I wonder if an endless summer would still seem like a good thing after months of temperatures in the 90's and 100's. I'm inclined to think I might eventually become weary of such a season. Really, if summer were truly endless, the entire concept of "season" would go right out of the window. The word implies that there must be change throughout the year, throughout life. "To everything there is a season . . ."
The first day after Labor Day has taken a wet and cooler turn. I can't say that it is truly unwelcome, though it feels more like a visitor who will be staying briefly, then leaving again until the next short and pleasant visit.
But, as happens every year, I must grudgingly accept that this brief cooling off is merely Autumn moving into the room, resting its big suitcase on the newly unfolded luggage rack and where it will come back a little later to move its accoutrements into the slightly more permanent home of the dresser drawers and armoire. The smell of sand and sunscreen in the bathroom will soon be replaced by the musky scent of crisp leaves and cold air, eventually giving way to wood smoke and spiced cider.

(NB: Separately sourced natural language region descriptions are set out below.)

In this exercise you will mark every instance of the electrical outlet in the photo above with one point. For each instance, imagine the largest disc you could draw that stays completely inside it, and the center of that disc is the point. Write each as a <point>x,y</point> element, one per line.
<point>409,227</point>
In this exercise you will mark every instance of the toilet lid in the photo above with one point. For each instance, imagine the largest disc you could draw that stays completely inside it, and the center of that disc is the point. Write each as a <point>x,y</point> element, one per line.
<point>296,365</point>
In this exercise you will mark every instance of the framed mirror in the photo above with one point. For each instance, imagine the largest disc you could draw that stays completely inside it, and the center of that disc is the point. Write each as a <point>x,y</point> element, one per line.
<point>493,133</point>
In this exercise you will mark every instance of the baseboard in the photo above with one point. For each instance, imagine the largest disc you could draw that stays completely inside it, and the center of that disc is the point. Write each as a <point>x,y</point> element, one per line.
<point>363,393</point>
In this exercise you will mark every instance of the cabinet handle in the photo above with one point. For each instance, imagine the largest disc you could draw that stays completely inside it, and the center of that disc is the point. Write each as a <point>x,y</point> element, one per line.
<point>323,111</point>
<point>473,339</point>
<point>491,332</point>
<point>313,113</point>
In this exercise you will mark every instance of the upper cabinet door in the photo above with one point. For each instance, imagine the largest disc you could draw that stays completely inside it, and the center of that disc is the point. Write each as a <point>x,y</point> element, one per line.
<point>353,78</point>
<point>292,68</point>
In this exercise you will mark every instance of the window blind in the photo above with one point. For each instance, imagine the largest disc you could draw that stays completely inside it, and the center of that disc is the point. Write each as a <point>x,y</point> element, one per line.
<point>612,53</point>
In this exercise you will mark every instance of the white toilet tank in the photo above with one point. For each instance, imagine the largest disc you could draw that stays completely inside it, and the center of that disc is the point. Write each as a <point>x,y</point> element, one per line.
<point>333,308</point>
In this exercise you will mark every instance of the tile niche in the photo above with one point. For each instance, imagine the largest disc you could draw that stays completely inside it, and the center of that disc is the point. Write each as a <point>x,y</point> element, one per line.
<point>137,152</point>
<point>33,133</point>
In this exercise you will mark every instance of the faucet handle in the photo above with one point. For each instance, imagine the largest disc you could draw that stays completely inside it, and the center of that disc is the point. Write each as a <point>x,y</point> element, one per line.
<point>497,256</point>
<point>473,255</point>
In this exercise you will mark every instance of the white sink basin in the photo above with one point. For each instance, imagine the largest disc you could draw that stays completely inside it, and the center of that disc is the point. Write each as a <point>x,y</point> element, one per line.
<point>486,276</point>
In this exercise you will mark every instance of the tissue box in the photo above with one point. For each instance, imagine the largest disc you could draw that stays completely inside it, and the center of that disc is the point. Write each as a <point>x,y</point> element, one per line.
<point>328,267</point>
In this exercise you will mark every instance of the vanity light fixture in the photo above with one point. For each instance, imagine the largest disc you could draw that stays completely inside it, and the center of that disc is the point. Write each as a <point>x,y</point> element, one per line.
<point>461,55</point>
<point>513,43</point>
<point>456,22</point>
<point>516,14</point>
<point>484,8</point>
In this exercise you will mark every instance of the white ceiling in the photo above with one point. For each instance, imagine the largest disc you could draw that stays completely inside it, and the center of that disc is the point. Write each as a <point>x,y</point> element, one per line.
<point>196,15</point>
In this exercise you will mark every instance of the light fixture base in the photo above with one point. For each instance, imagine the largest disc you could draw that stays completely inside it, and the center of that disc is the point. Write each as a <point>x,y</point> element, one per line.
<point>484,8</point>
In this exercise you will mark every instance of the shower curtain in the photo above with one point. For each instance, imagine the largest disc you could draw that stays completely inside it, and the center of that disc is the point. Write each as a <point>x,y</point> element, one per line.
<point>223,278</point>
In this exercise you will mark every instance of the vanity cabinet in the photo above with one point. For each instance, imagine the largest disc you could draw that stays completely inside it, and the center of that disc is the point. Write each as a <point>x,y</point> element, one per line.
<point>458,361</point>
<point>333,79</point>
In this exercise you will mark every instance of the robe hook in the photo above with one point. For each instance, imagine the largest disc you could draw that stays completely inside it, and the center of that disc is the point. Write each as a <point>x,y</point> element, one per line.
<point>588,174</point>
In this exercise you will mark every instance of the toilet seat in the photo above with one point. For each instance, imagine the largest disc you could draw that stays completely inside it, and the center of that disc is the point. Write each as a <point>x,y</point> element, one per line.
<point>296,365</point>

It's me. I'm the one slow to shift gears. And I know I am far from being the only one.
Summer is still, in my mind, the time of year when "everyone" gets to be a kid, to live a carefree life. No bulky layers to pull on and heft around outside while still trying to move naturally and freely. No shivering with cold and being told to put a sweater on while you're indoors. When stepping out of the shower there's no wishing for a heat lamp to replace the tub-to-towel-to-bathrobe ritual designed to avoid the goosebumps of clean skin in cold weather.
Summer is the time when colors are bright and cheerful. Shorts, skirts, T-shirts, sandals, seer-sucker, woven hats, and suntans with sun-streaked hair. Children drawing with sidewalk chalk and becoming rainbow-colored themselves. Little league teams dotting fields all over the county. Owners walking dogs and walkers walking themselves by 6:00 a.m., enjoying the early sunrise and the later sunset. Fruits from the garden that taste better than any at even the "best" grocery stores and even more so because you grew them yourself.
Summer, when the demands of school and extra-curricular activities lessen their grip and allow for deeper breaths and staring up at the blue sky. When rain either comes in dramatic, twenty-minute bursts, complete with light show and sending everyone for cover in the late afternoon, or gently falls, cooling the hot asphalt and sending little steam drifts waving upward, moisture floating back into the air to be saved up for later.
Summer, when the smoke from hot coals mingling with food runs, flying through the streets, taunting and goading the neighbors into competing to see who can out-grill all the others. The loud whine of motors moving across the ground just before the smell of cut-grass—and the sound of the sneezes that sometimes follow. The majestic, fluffy white clouds that drift leisurely through the sky like benevolent guardians keeping watch over the fragile beings below.
To be realistic, however, I must admit to wanting my outside temperatures low enough to keep my windows open all day long, and summers in the mid-Atlantic do not often, if ever, accommodate that wish. And perhaps it's just as well. If I don't want summer to leave even after it has forced me to shutter my windows from the oppressive heat, I can only imagine how I would feel if summer was truly perfect. I suppose I will just have to welcome Autumn with open arms, smiling warmly and entertaining it for a while until the next guest chases it away and takes over the room.